The only spot of light in the ship at night was that of the compass–lamps, lighting up the faces of the succeeding helmsmen; for the rest we were lost in the darkness, I walking the poop and the men lying about the decks. They were all so reduced by sickness that no watches could be kept. Those who were able to walk remained all the time on duty, lying about in the shadows of the main deck, till my voice raised for an order would bring them to their enfeebled feet, a tottering little group, moving patiently about the ship, with hardly a murmur, a whisper amongst them all. And every time I had to raise my voice it was with a pang of remorse and pity.

Then about four o'clock in the morning a light would gleam forward in the galley. The unfailing Ransome with the uneasy heart, immune, serene, and active, was getting ready for the early coffee for the men. Presently he would bring me a cup up on the poop, and it was then that I allowed myself to drop into my deck chair for a couple of hours of real sleep. No doubt I must have been snatching short dozes when leaning against the rail for a moment in sheer exhaustion; but, honestly, I was not aware of them, except in the painful form of convulsive starts that seemed to come on me even while I walked. From about five, however, until after seven I would sleep openly under the fading stars.

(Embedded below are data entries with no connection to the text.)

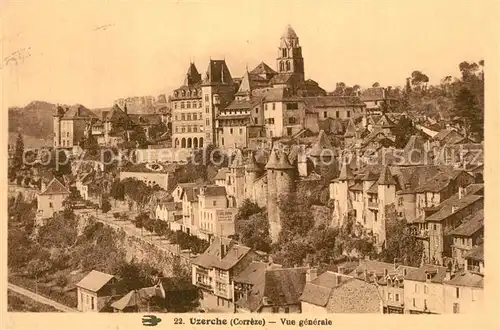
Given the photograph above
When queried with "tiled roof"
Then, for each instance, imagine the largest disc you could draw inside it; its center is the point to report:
(454, 204)
(213, 191)
(437, 273)
(78, 111)
(332, 101)
(233, 256)
(476, 253)
(262, 68)
(217, 73)
(55, 187)
(467, 279)
(373, 94)
(354, 296)
(318, 291)
(253, 274)
(221, 174)
(94, 281)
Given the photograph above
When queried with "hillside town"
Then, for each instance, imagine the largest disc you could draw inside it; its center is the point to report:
(258, 192)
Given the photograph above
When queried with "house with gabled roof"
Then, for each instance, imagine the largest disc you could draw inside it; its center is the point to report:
(50, 200)
(214, 271)
(96, 290)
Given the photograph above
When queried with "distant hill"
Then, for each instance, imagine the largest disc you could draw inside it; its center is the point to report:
(34, 120)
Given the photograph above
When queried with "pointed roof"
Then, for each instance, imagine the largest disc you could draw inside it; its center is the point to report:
(350, 131)
(283, 162)
(252, 165)
(55, 187)
(345, 173)
(386, 177)
(238, 160)
(272, 161)
(246, 85)
(192, 76)
(322, 143)
(262, 68)
(289, 33)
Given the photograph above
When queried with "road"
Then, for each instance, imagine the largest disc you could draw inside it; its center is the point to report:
(40, 299)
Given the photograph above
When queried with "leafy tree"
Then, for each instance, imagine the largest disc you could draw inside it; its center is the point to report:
(400, 244)
(254, 232)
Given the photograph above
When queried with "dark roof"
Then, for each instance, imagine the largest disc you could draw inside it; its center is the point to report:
(213, 191)
(55, 187)
(78, 111)
(217, 73)
(253, 274)
(95, 280)
(476, 253)
(318, 291)
(386, 177)
(468, 279)
(354, 296)
(437, 273)
(221, 174)
(332, 101)
(454, 204)
(262, 68)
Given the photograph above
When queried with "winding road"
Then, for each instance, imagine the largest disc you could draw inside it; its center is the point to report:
(41, 299)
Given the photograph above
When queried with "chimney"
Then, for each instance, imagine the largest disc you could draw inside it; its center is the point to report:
(311, 274)
(461, 192)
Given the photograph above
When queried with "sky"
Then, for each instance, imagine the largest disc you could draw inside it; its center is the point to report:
(146, 49)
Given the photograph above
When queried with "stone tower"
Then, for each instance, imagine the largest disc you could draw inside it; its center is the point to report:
(386, 196)
(339, 192)
(290, 58)
(252, 171)
(285, 184)
(272, 198)
(237, 169)
(57, 126)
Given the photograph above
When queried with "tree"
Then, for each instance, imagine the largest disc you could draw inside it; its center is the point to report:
(400, 244)
(254, 232)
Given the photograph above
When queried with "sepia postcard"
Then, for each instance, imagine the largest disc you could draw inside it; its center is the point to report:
(179, 164)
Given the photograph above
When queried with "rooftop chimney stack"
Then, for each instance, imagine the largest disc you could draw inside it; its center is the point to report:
(311, 274)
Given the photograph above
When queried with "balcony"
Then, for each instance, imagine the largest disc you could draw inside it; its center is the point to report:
(204, 286)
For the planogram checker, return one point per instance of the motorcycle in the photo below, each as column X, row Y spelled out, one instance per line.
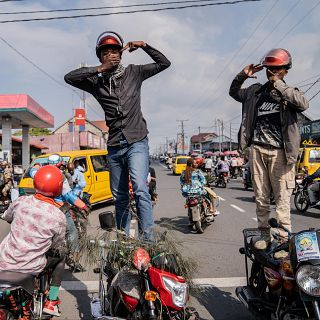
column 198, row 212
column 302, row 200
column 282, row 289
column 22, row 296
column 144, row 288
column 222, row 180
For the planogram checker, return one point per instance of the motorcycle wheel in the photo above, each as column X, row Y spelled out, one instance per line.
column 301, row 201
column 198, row 227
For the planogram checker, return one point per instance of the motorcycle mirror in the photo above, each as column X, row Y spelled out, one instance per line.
column 107, row 221
column 273, row 223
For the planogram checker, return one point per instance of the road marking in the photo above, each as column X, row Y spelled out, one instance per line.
column 205, row 282
column 237, row 208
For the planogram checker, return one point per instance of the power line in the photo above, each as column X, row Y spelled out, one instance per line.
column 211, row 83
column 128, row 12
column 105, row 7
column 42, row 70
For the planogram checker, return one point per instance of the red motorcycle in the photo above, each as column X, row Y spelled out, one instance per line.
column 145, row 288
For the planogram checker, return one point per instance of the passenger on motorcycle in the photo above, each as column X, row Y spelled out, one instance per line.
column 208, row 164
column 36, row 240
column 223, row 165
column 192, row 181
column 6, row 178
column 79, row 182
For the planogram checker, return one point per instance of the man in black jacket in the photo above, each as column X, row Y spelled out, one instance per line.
column 270, row 128
column 118, row 90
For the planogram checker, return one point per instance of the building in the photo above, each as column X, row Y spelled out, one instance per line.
column 92, row 135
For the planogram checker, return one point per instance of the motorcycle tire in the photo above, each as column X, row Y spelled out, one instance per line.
column 301, row 201
column 198, row 227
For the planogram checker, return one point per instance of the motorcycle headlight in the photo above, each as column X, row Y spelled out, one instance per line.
column 308, row 280
column 178, row 290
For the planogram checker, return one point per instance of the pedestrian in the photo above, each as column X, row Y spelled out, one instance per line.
column 118, row 90
column 270, row 128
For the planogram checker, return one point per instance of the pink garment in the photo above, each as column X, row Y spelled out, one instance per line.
column 36, row 226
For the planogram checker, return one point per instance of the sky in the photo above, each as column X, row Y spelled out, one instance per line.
column 207, row 47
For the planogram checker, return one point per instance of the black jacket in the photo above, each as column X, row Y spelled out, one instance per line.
column 121, row 104
column 292, row 102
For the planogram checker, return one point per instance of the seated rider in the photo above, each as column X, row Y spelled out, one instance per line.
column 36, row 240
column 193, row 182
column 68, row 195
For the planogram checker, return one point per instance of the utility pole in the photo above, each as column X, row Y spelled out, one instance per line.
column 182, row 133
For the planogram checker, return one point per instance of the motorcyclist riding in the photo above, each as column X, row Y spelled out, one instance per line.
column 6, row 179
column 37, row 236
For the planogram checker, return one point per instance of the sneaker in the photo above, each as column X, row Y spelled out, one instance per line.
column 281, row 254
column 51, row 307
column 263, row 243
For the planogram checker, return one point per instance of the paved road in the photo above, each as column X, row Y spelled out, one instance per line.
column 220, row 266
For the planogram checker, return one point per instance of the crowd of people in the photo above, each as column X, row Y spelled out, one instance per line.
column 268, row 129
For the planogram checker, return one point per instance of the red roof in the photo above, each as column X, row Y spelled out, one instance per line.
column 31, row 144
column 202, row 137
column 101, row 124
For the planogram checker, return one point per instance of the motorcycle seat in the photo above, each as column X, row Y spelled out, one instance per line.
column 10, row 279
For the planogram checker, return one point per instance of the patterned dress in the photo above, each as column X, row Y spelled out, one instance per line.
column 36, row 226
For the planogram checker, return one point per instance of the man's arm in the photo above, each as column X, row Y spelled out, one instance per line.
column 82, row 78
column 292, row 97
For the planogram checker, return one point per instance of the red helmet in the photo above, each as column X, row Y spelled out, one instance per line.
column 105, row 39
column 277, row 58
column 48, row 181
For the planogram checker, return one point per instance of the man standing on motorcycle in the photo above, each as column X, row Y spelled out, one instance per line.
column 192, row 181
column 118, row 90
column 270, row 128
column 37, row 235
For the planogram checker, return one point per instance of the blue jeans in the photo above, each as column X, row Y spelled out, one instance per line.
column 131, row 159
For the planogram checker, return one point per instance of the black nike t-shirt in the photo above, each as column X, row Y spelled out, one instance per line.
column 267, row 130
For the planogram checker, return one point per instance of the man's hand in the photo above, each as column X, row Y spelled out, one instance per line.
column 133, row 45
column 251, row 69
column 108, row 65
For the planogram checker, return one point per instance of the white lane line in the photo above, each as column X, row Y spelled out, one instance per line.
column 237, row 208
column 215, row 282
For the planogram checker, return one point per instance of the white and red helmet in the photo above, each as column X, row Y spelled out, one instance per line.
column 277, row 58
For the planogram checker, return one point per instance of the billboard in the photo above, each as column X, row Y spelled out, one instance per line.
column 182, row 148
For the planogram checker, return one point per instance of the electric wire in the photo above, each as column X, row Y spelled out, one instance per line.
column 211, row 83
column 44, row 72
column 106, row 7
column 133, row 11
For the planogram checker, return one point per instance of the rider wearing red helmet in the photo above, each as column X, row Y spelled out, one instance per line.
column 118, row 90
column 270, row 128
column 38, row 228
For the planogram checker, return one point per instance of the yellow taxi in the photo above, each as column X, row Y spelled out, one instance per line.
column 179, row 164
column 96, row 172
column 308, row 159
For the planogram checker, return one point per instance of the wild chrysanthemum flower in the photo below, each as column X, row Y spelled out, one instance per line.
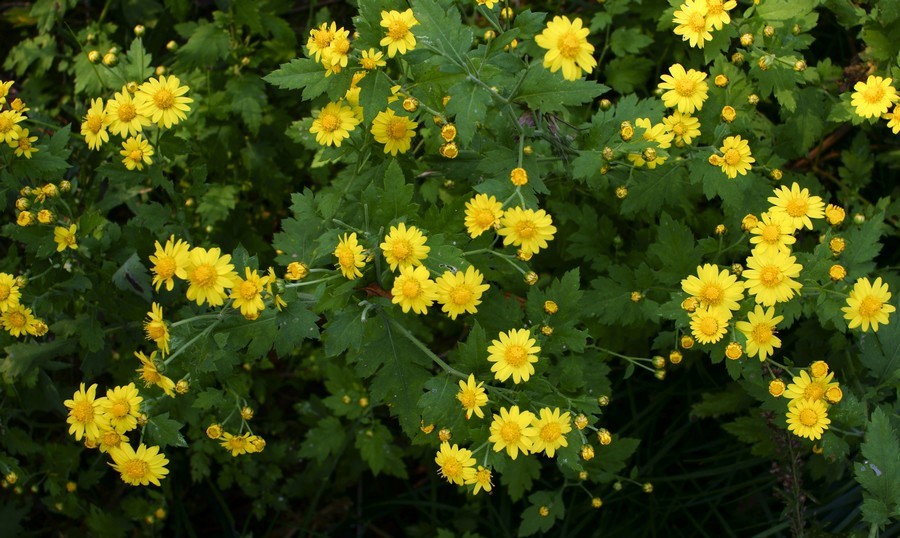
column 65, row 237
column 414, row 290
column 683, row 127
column 170, row 262
column 483, row 212
column 247, row 293
column 123, row 115
column 692, row 23
column 334, row 124
column 527, row 229
column 716, row 290
column 136, row 152
column 873, row 97
column 687, row 90
column 404, row 247
column 121, row 407
column 567, row 47
column 350, row 257
column 514, row 354
column 772, row 234
column 511, row 431
column 868, row 305
column 709, row 326
column 139, row 468
column 209, row 273
column 472, row 397
column 770, row 277
column 84, row 413
column 398, row 37
column 94, row 125
column 760, row 332
column 162, row 100
column 150, row 374
column 736, row 158
column 9, row 292
column 807, row 418
column 156, row 328
column 456, row 464
column 461, row 291
column 550, row 429
column 798, row 205
column 395, row 132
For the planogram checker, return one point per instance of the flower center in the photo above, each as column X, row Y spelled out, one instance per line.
column 515, row 355
column 126, row 112
column 770, row 276
column 204, row 276
column 510, row 432
column 164, row 99
column 869, row 306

I would say to the helmsman: "Call me at need," and drop into that chair and close my eyes, feeling that there was no more sleep for me on earth. And then I would know nothing till, some time between seven and eight, I would feel a touch on my shoulder and look up at Ransome's face, with its faint, wistful smile and friendly, gray eyes, as though he were tenderly amused at my slumbers. Occasionally the second mate would come up and relieve me at early coffee time. But it didn't really matter. Generally it was a dead calm, or else faint airs so changing and fugitive that it really wasn't worth while to touch a brace for them. If the air steadied at all the seaman at the helm could be trusted for a warning shout: "Ship's all aback, sir!" which like a trumpet–call would make me spring a foot above the deck. Those were the words which it seemed to me would have made me spring up from eternal sleep. But this was not often. I have never met since such breathless sunrises. And if the second mate happened to be there (he had generally one day in three free of fever) I would find him sitting on the skylight half senseless, as it were, and with an idiotic gaze fastened on some object near by—a rope, a cleat, a belaying pin, a ringbolt.

That young man was rather troublesome. He remained cubbish in his sufferings. He seemed to have become completely imbecile; and when the return of fever drove him to his cabin below, the next thing would be that we would miss him from there. The first time it happened Ransome and I were very much alarmed. We started a quiet search and ultimately Ransome discovered him curled up in the sail–locker, which opened into the lobby by a sliding door. When remonstrated with, he muttered sulkily, "It's cool in there." That wasn't true. It was only dark there.

The fundamental defects of his face were not improved by its uniform livid hue. The disease disclosed its low type in a startling way. It was not so with many of the men. The wastage of ill–health seemed to idealise the general character of the features, bringing out the unsuspected nobility of some, the strength of others, and in one case revealing an essentially comic aspect. He was a short, gingery, active man with a nose and chin of the Punch type, and whom his shipmates called "Frenchy." I don't know why. He may have been a Frenchman, but I have never heard him utter a single word in French.